Christian Brother Abuse Blog

Bankrupt Christian Brothers to Pay $16.5 Million to Settle Sexual Abuse Claims

(New York)  —  The Christian Brothers of Ireland, a Catholic religious order, has agreed to pay $16.5 million to settle the claims of more than 400 survivors of sexual and physical abuse.  The order will also transfer ownership of various properties and certain insurance policies that may provide coverage of abuse claims.

In April 2011, two asset-holding corporations of the Christian Brothers, The Christian Brothers of Ireland, Inc., an Illinois corporation, and the Christian Brothers Institute, a New York corporation, filed for bankruptcy protection in the United States Bankruptcy Court for the Southern District of New York.  According to court documents, the corporations filed for bankruptcy because of pending sexual abuse lawsuits, primarily in Washington state.

Since then, more than 400 men and women filed claims with the bankruptcy court, alleging they were sexually or physically abused by a Christian Brother or at a school run by the Christian Brothers.   The religious order has owned or operated schools in the United States since the early 1900s.

Seattle sexual abuse attorney Jason P. Amala, who represents more than 80 abuse survivors in the bankruptcy, believes the settlement is vindication for his clients and others:  “For years the Christian Brothers denied any wrongdoing, but this settlement acknowledges their role in decades of children being sexual abused at Catholic schools across the country.  It not only begins to provide closure for our clients, but it will help offset the costs to their families and to society as a whole.”

Since approximately 2002, Amala and his law partner, Michael T. Pfau, have settled more than 50 claims against the Christian Brothers and the Seattle Archdiocese on behalf of men who claimed they were sexually abused at Catholic schools in Washington state, including O’Dea High School and Briscoe Memorial School.  The total settlements exceeded $25 million.  Pfau and Amala were pursuing ten more claims against the Christian Brothers in Washington when the religious order chose to file for bankruptcy protection.

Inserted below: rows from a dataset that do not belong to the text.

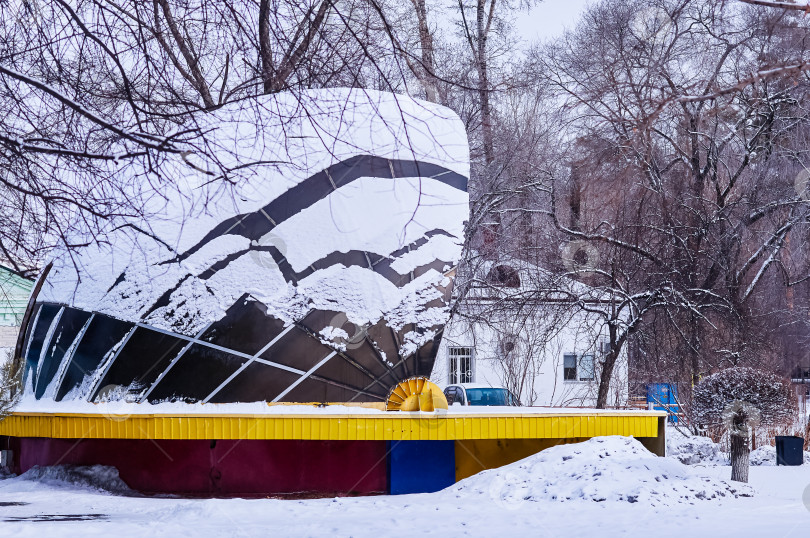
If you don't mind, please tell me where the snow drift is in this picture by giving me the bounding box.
[444,436,754,506]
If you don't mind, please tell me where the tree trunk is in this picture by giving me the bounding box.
[731,434,751,483]
[412,0,439,103]
[476,0,495,164]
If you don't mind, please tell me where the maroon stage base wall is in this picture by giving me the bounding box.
[0,437,388,497]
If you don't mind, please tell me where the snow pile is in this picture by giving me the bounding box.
[445,436,754,506]
[667,428,728,465]
[14,465,140,496]
[748,445,776,465]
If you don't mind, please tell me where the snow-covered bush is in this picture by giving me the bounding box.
[692,367,797,482]
[667,428,728,465]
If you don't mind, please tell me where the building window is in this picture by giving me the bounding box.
[579,355,594,381]
[448,347,473,384]
[563,353,595,381]
[563,353,577,381]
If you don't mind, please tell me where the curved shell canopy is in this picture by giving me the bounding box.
[22,89,469,403]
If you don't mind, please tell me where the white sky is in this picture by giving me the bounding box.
[516,0,589,43]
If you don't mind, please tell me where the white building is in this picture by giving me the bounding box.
[431,263,627,407]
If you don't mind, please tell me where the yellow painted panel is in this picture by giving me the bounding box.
[0,412,659,440]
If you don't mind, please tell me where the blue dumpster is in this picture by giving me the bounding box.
[647,383,681,424]
[776,435,804,465]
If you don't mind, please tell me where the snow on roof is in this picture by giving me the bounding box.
[38,89,469,335]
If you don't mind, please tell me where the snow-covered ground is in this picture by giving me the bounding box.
[0,437,810,538]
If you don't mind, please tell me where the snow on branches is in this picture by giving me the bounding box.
[692,367,796,426]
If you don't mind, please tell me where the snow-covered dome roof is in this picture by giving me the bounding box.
[17,89,469,402]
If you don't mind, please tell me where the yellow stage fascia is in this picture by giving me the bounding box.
[0,411,665,441]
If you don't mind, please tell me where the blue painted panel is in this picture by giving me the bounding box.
[388,441,456,495]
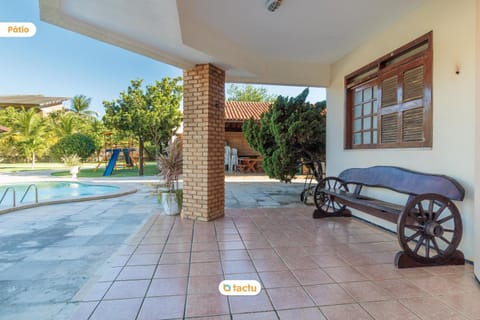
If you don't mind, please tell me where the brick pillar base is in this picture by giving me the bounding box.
[182,64,225,221]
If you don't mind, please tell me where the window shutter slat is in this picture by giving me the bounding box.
[382,75,398,107]
[380,113,398,143]
[402,107,424,142]
[403,65,425,101]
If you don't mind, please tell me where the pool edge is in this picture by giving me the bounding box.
[0,181,138,215]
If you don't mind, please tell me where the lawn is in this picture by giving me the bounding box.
[52,162,158,178]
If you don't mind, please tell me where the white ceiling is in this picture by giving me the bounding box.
[39,0,424,86]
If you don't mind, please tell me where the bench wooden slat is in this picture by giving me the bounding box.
[338,166,465,201]
[325,190,403,223]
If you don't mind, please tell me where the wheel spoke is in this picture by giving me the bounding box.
[432,238,443,255]
[440,236,452,245]
[437,215,453,224]
[413,235,425,254]
[405,230,422,242]
[432,202,448,220]
[428,200,435,220]
[405,224,423,230]
[417,201,426,219]
[425,238,430,258]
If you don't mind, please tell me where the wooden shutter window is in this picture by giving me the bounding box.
[402,107,424,142]
[382,76,398,107]
[380,113,398,143]
[345,32,433,149]
[403,65,425,101]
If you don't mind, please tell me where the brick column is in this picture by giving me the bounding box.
[182,64,225,221]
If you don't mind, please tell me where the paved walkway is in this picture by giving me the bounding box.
[0,173,303,320]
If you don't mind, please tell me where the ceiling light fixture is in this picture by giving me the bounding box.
[265,0,282,12]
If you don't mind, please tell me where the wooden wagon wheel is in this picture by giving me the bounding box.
[397,194,462,264]
[313,177,348,215]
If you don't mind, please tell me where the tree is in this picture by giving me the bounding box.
[48,111,81,139]
[6,108,47,168]
[103,77,183,175]
[227,83,277,102]
[68,94,98,117]
[243,88,326,182]
[51,133,95,161]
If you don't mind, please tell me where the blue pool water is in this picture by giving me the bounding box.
[0,182,119,209]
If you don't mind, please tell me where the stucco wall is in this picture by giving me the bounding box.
[327,0,480,260]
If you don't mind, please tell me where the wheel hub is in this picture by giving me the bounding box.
[425,221,443,237]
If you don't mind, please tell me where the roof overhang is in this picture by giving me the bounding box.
[39,0,424,87]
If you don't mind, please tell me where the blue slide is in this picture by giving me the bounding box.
[123,149,133,167]
[103,149,120,177]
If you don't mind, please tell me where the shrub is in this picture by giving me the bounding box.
[51,133,95,161]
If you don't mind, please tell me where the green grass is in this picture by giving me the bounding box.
[52,162,158,178]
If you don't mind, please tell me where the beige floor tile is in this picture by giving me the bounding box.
[137,296,186,320]
[341,281,392,302]
[374,279,430,299]
[266,287,315,310]
[259,271,300,288]
[305,283,355,306]
[400,297,466,320]
[320,304,373,320]
[186,293,229,317]
[229,291,273,313]
[292,268,334,286]
[438,291,480,320]
[361,301,420,320]
[278,308,326,320]
[147,278,187,297]
[323,267,368,282]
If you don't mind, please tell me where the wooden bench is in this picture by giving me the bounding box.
[313,166,465,268]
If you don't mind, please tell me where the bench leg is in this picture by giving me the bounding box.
[395,250,465,269]
[312,209,352,219]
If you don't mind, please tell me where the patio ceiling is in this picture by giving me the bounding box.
[39,0,424,87]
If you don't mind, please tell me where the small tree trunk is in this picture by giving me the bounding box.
[138,137,143,176]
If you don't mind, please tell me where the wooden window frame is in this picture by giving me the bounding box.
[345,32,433,149]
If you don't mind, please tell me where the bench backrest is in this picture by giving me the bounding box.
[338,166,465,200]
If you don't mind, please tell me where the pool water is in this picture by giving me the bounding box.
[0,182,119,208]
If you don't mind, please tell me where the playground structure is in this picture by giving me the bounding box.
[95,131,138,177]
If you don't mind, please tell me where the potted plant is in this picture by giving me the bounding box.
[62,154,81,179]
[157,139,183,215]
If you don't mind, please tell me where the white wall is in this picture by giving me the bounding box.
[327,0,480,260]
[474,0,480,279]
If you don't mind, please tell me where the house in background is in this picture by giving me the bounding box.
[225,100,272,157]
[0,95,70,116]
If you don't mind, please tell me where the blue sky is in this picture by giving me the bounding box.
[0,0,325,114]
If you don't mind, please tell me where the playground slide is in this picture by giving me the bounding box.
[103,149,120,177]
[123,149,133,167]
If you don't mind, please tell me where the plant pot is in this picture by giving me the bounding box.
[70,166,80,179]
[161,192,180,216]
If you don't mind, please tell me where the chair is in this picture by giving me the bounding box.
[224,145,231,171]
[230,148,238,171]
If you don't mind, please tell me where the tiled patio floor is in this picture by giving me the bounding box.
[74,208,480,320]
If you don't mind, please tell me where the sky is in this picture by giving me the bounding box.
[0,0,325,114]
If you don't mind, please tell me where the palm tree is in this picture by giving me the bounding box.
[68,94,98,117]
[8,108,47,168]
[51,113,80,138]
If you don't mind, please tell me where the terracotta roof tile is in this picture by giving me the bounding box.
[225,101,272,121]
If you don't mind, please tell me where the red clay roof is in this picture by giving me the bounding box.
[225,101,272,121]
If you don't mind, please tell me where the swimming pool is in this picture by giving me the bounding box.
[0,181,132,212]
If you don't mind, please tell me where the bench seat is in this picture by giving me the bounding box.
[313,166,465,268]
[325,190,403,223]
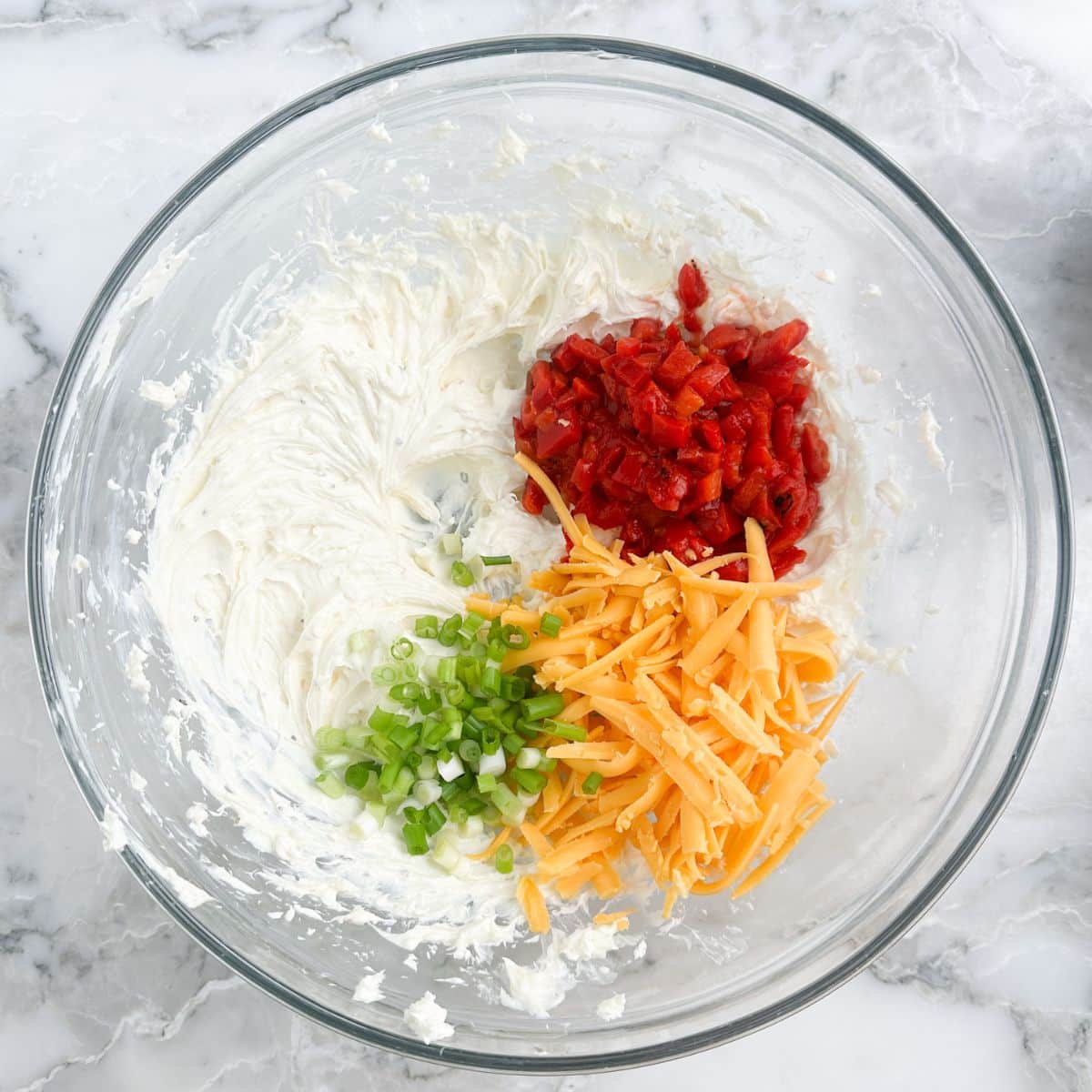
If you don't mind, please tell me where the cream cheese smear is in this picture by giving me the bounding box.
[144,202,864,1042]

Although the settlement applies to claims against the Christian Brothers of North America, it allows abuse survivors to pursue claims against other institutions that they allege are also responsible for the abuse.  For example, more than 50 of the men represented by Pfau and Amala have filed claims in Washington and Illinois against other institutions that they allege are also responsible for the abuse, including the Seattle Archdiocese and the Archdiocese of Chicago.  The settlement does not affect those claims, or the rights of other abuse survivors to file similar claims against the same or other entities.

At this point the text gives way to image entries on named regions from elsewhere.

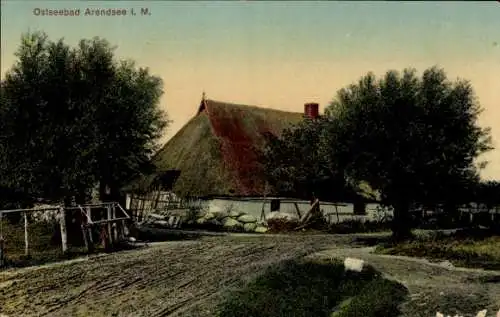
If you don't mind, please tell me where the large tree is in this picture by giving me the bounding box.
[327,67,491,239]
[0,33,167,205]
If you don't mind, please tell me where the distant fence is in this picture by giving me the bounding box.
[0,202,130,267]
[126,191,500,225]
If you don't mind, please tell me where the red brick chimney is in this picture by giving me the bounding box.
[304,102,319,119]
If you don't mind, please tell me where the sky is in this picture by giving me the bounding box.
[1,0,500,180]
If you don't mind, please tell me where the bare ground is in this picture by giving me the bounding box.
[0,235,500,317]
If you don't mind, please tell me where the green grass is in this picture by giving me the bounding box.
[219,261,407,317]
[376,228,500,270]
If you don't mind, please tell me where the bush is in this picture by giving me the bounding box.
[328,219,391,234]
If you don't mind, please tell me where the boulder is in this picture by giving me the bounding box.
[222,217,243,230]
[238,215,257,223]
[147,213,165,221]
[243,222,257,232]
[211,210,228,221]
[207,218,222,227]
[254,226,268,233]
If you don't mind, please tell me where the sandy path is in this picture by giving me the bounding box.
[0,235,500,317]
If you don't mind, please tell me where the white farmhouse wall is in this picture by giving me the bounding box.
[202,198,392,222]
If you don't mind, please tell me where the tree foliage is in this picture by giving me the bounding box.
[327,67,491,237]
[262,117,354,200]
[0,33,168,205]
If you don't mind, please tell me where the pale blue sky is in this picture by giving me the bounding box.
[1,0,500,179]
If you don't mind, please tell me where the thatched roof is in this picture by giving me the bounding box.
[127,100,303,196]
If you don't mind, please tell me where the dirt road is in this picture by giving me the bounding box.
[0,235,500,317]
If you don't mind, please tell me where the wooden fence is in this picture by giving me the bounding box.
[125,191,202,222]
[0,202,131,267]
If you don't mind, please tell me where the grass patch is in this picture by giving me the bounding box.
[219,261,407,317]
[376,231,500,270]
[328,219,391,234]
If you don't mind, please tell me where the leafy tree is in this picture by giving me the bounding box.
[327,67,491,239]
[0,33,168,205]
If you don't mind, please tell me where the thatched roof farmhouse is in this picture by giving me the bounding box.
[128,99,318,197]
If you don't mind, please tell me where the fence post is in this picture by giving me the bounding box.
[0,211,5,267]
[111,204,118,242]
[59,207,68,253]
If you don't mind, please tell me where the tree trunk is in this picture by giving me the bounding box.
[392,202,412,242]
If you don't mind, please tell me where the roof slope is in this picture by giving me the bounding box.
[129,100,303,196]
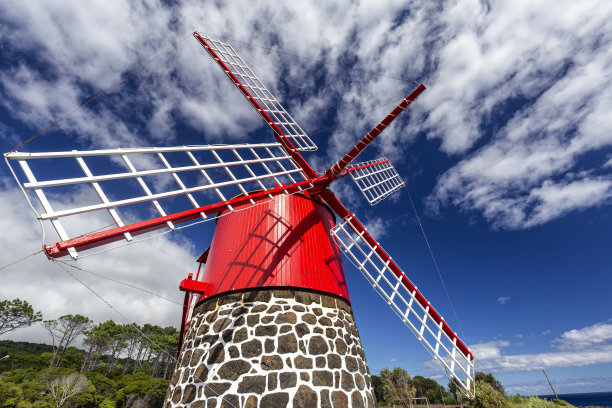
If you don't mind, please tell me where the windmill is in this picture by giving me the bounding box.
[5,32,474,407]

According to Pfau, additional lawsuits may be filed against a number of other entities, including the owners of schools where abuse took place:   “In many cases the local diocese or another entity owned the school and collected money from the school.  Those entities are often just as liable for the abuse as the Christian Brothers.  Many of our current clients intend to file claims against those entities, and I would not be surprised if more people come forward with similar claims.”

In addition to the monetary settlement, the Christian Brothers have also agreed to a number of measures that are designed to protect children from sexual abuse.  Pfau says the non-monetary terms were an important part of the settlement:  “Our clients want to make sure history does not repeat itself.  This settlement will help ensure future children are protected.”